1848’de Amerika Birleşik Devletlerine kaybettiği savaştan beri tam olarak toparlanamamış Meksika Cumhuriyeti, şimdi de Liberaller ve Muhafazakârlar arasındaki korkunç çekişmenin yarattığı kargaşa ortamından muzdaripti. Bu dönem aynı zamanda Amerika Birleşik Devletleri için de çok sancılı bir dönemdi.

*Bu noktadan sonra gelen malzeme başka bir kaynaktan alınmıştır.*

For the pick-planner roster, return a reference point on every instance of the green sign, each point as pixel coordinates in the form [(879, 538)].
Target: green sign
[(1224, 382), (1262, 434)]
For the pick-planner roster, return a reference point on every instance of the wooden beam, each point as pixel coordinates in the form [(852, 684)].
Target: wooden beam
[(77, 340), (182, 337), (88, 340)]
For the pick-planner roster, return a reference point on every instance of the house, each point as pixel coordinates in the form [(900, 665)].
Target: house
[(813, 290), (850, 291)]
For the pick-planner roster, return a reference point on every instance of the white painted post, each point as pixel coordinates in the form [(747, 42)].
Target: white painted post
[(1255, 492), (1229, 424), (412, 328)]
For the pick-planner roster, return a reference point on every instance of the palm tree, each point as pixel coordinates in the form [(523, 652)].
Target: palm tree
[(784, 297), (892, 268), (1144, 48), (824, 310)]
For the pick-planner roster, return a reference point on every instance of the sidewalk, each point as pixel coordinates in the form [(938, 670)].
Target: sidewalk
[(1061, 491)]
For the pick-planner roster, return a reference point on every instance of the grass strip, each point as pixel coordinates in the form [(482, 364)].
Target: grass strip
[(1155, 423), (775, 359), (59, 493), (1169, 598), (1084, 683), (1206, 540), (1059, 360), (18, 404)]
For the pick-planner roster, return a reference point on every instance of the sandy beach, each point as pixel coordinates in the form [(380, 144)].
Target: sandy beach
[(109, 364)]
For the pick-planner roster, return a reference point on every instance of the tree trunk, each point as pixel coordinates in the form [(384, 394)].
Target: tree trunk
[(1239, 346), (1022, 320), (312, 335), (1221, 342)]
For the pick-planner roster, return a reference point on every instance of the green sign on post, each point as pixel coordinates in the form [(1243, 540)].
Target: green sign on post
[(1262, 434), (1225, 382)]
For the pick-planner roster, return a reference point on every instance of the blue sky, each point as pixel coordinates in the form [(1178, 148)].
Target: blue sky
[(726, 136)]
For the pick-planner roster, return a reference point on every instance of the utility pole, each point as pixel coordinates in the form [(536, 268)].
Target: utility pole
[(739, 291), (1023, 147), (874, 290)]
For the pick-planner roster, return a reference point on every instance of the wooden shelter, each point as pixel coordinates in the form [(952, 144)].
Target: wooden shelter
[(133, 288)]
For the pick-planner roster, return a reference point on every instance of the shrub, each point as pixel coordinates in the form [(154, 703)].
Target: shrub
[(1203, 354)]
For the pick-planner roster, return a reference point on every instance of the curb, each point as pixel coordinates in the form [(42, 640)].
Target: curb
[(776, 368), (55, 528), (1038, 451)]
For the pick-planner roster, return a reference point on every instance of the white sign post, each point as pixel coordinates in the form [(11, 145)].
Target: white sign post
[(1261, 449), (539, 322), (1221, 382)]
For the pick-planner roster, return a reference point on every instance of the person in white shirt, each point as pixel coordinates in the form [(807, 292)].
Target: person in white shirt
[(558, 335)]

Amerikalıları herhangi bir Avrupa girişimine karşı korumayı kendine görev edinmiş Birleşik Devletler, bu dönemde çok kanlı ve sancılı bir iç savaşın tam ortasındaydı. Kuzey Amerika’yı kaplayan bu kargaşa ortamını fırsat bilen Napolyon planını yaptı. Meksika’ya çıkacak orada muhafazakârların desteğini alacak kukla bir imparatorluk kuracak, zengin gümüş yataklarına sahip olacak ve parçalanan Amerika Birleşik Devletleri yerine bölgede söz sahibi olacak güçlü bir kukla devlete sahip olacaktı. Planını gerçekleştirmesi için gerekli olan bahaneyi de Başkan Benito Juarez tarafından yönetilen Meksika hükümeti, III. Napolyon’a istemeden vermiş oldu. Ağır borç içinde bulunan Meksika ekonomisi batılı devletlere olan borçlarını ödeyemez hale gelmişti. Bundan ötürü Başkan Juarez 1861 yılında iki yıllığına batılı devletlere olan borçlarının taksitlerini ödemeyeceğini ilan etmek zorunda kaldı. Bu Napolyon’un aradığı bahaneydi. Diğer alacaklar İspanya ve Birleşik Krallık ile beraber bir Koalisyon kurdu ve Ocak 1862’de Meksika’nın ana ticaret limanı Veracruz’u işgal etti. Veracruz’un düşmesinin ardından Başkan Juarez hızla koalisyon güçleri ile bir anlaşmaya vardı.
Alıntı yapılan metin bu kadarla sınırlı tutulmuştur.